If the process control system fails, the pressure vessel will be subjected to an over-pressure condition that could result in a vessel failure leading to the release of the flammable contents breaking into fire or explosion. The risk in this scenario is considered intolerable; implementation of SIS can further reduce this risk situation to a tolerable risk level.
Irrespective of the Basic process control systems, the SIS system prevents or mitigates the hazardous condition resulting from over pressure of the pressure vessel bringing the pressure vessel to a safe state.
The SIS will have a Safety Instrumented Function (SIF) which includes a pressure transmitter that can sense over pressure/ an intolerable level of pressure, a logic solver to control the system logic, and a control valve which might open the contents of the vessel into a safe location (flare pit, storage tank, etc.), thus bringing the pressure vessel to a safe state.
The accuracy of safety functions implemented through an SIS is determined by the magnitude of risk reduction and is expressed in terms of safety integrity level (SIL). Safety Integrity is the probability that the SIS performs the required Safety Functions satisfactorily to an acceptable level.
The determination of the SIL is the process of determining the magnitude of risk reduction to the safety instrumented function (SIF). Many different techniques are used to demonstrate the SIL to the SIF which are qualitative, quantitative or a combination of both, based on the application.
LOPA: LAYER OF PROTECTION ANALYSIS
A layer of protection analysis (LOPA) is one of the predominant methods to determine the SIL. LOPA is a detailed method for evaluating plant hazards and assessing the risk.
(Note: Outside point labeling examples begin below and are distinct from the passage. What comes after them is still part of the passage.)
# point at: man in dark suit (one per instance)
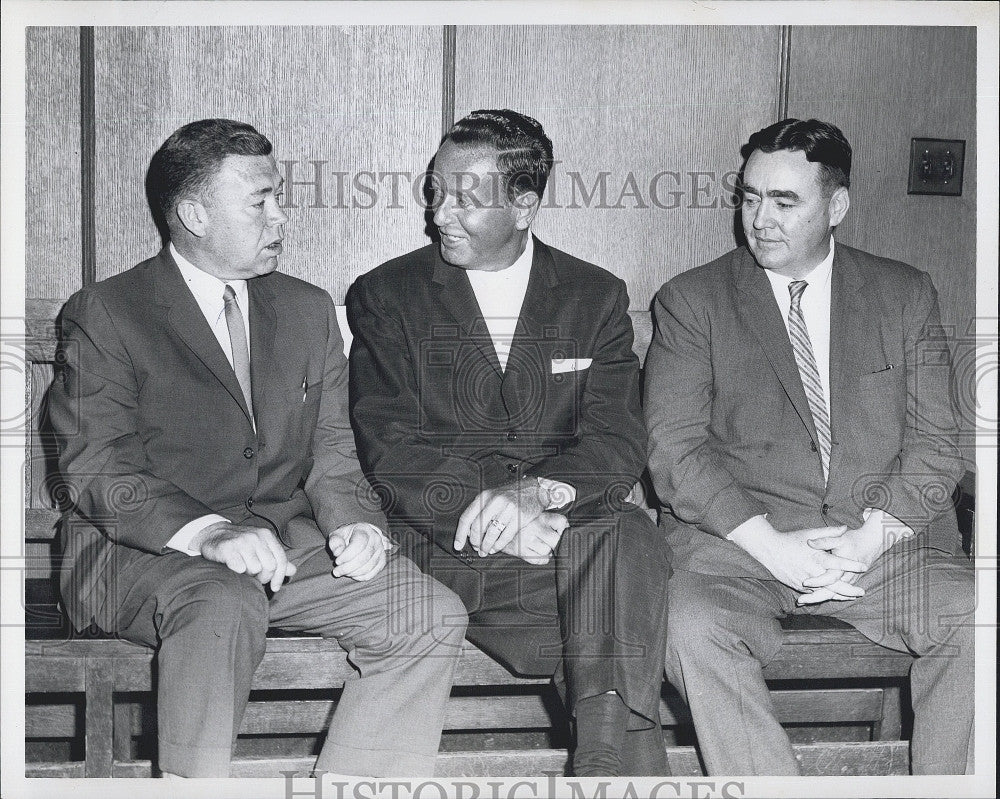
(805, 452)
(495, 396)
(205, 445)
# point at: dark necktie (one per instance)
(806, 360)
(238, 343)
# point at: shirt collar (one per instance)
(819, 277)
(205, 287)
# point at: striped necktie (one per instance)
(238, 344)
(798, 334)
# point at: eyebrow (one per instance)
(268, 190)
(774, 193)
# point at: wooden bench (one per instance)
(90, 712)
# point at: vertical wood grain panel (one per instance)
(41, 448)
(52, 162)
(360, 100)
(882, 87)
(631, 100)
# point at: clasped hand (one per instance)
(358, 551)
(512, 520)
(815, 572)
(245, 550)
(862, 545)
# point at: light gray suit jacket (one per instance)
(731, 434)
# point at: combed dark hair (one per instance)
(524, 152)
(821, 142)
(185, 161)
Every industrial facility has multiple layers of safety protection. Each layer of protection has its own level of risk reduction. Each layer of protection must be independent of the others, which means that if one safety layer fails, other layers are not affected and can still perform.
The LOPA method must be conducted by a diverse team with data developed in the hazard and operability analysis (HAZOP) study, and describes each identified hazard by documenting the initiating cause and the layers of protection that prevent or mitigate the hazard. The total amount of risk reduction can then be determined by risk assessment and the need for further risk reduction is analyzed. If additional risk reduction measures are required, it is to be provided in the form of an SIF, and then the LOPA methodology determines the appropriate SIL for the SIF.
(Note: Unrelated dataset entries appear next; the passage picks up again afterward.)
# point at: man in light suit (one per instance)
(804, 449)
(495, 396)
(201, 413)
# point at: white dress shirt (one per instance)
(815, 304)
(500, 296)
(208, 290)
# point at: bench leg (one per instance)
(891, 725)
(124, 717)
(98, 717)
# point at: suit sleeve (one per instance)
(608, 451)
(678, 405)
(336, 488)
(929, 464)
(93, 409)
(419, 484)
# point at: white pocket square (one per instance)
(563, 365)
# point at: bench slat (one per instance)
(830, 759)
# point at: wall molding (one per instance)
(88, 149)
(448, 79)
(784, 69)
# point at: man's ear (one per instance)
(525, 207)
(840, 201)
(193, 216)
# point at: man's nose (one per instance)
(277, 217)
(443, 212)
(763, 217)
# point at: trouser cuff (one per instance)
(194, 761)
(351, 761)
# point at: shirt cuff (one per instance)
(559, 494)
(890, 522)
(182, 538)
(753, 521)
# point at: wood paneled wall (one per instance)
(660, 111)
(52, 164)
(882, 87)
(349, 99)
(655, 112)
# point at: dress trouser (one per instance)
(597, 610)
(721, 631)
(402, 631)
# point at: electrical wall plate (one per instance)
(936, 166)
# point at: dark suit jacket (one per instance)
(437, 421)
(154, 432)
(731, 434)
LOPA (Layer of Protection Analysis) is a semi-quantitative tool which determines the combination of probability of occurrence and severity of consequences and the likelihood of failure of independent protection layers (IPLs) to estimate risks.
LOPA addresses the key questions like:
- “How safe is safe enough?”
- “How many independent layers of protection are needed?”; and
- “How much risk reduction each layer should provide?”
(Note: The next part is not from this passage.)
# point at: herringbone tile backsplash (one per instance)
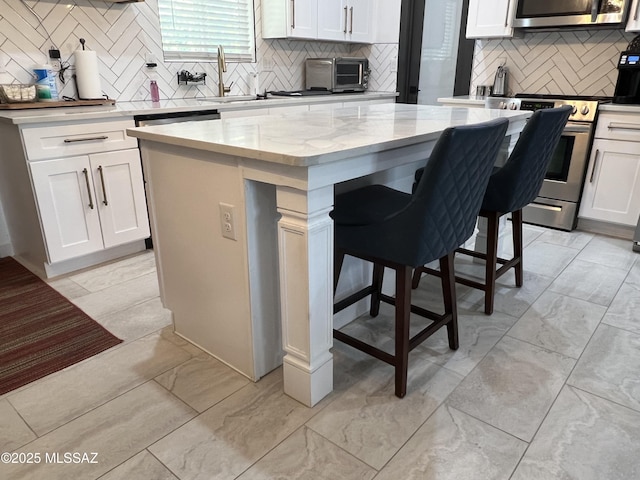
(581, 62)
(122, 34)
- It is generally used as an extension of process hazard analysis (PHA)
Oil gas, petrochemical and other process industries typically use various protection layers to reduce the likelihood of a hazardous consequence. These layers of protection are Independent series of elements related to the process design and maintenance that includes process design, Basic Process Control Systems (BPCS), Safety Instrumented Systems (SIS), passive devices e.g. dikes and blast walls, active devices such as relief valves and human intervention such as Emergency Response and Community Emergency Response.
LOPA is basically used for high-risk scenarios where the quality of the decision must be higher and allows a multidisciplinary team to assess the risk with greater clarity and decide on more clearly defined approach and reduce the risk to tolerable level.